Discussion on “Translating Angst” by Fernando Castrillón
I would like to delve deeper into what Castrillon has written about different translations of the Freudian concept of Angst, by evoking my Italian experience.
1.
When I meet Italian analysts whom I don’t know personally, I can grasp very quickly to which analytic “tribe” they belong just by listening to the words they use. Since WWII, most Italian analysts have been attracted only by two capital cities: London and Paris. New York is not on the list because American Ego Psychology was basically rejected by Italians—except for the group that revolves around the journal “Psicoterapia e Scienze Umane”, but this group is “Germanic”, and as we will see, German and American psychoanalysis were always in tune. But 15 years ago American Self Psychology started to gain influence among Italian analysts; its success in Italy is consistent with the success of the signifier “empathy”, which now dominates the speech of many Italian analysts and psychologists.
Most Italian IPA analysts (I include the analytic nebula of institutes which orbit around the Italian IPA, SPI) are Kleinians, Winnicottians or Bionians—all from Britain. Yet others look to Paris as their beloved shrine (almost all French psychoanalysis is Parisian). I am not just referring to Lacanians, whose francophilia is obvious, but also to many IPA analysts who follow in the tracks of André Green, Paul-Claude Racamier, Jean Laplanche, Jean-Baptiste Pontalis and a few French others.
Starting from anguish/anxiety alternative, I have listed below the Italian terms which correspond to the two theory ‘capitals’, followed by the English equivalent.
PARIS Italian LONDON Italian English
Angoscia Ansia Anguish/anxiety
Fantasma Fantasia Phantasy
Soggetto Sé Subject / Self
Soggettività Mente, psiche Subjectivity /Mind, Psyche
Simbolizzare Rendere pensabile To symbolyze/To make something thinkable
Analizzante Paziente, analizzando Analysand /Patient
Istanze del soggetto Parti di sé Subject’s instances/Parts of the Self
Desiderio Bisogni Desire/Needs
Godimento Piacere Enjoyment/Pleasure
Es Id Id
Dialettica Dialogo Dialectics/Dialogue
Cura (analitica) Psicoterapia Cure / (analytic) psychotherapy
Punti di vista Vertici Points of View/ Vertexes
Legame sociale Relazione Social link/Relation
Seconda topica freudiana Modello strutturale Freud’s Second
freudiano Topology / Freudian Structural Model
Io, Super-io, Es Ego, Super-io, Id Ego, Super-Ego, Id
Après coup Posteriorità Deferred Action
Controlli Supervisioni Controls (with an expert analyst)/Supervision
(con un analista esperto) (con un analista didatta) (with a training analyst)

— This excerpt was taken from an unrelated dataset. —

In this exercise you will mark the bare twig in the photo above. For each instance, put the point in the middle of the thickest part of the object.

Pensiero magico Controllo onnipotente Magical Thought/Omnipotent Control
Transfert dell’analista Controtransfert Analyst’s transference/ Countertransference
Mutamento Maturazione, crescita Change /Maturation, Growth
The list could go on.
I think that I don’t belong to either of these two analytic communities, even if I trained mainly in France and find the “Parisian” slang closer to me than the “British”. But I don’t consider one to be “right” and the other to be “wrong”. Instead, I am worried by the fact that, by speaking their own membership’s vernacular insignia, too many psychoanalysts have taken the easy route on which the jargon serves as a substitute for thought.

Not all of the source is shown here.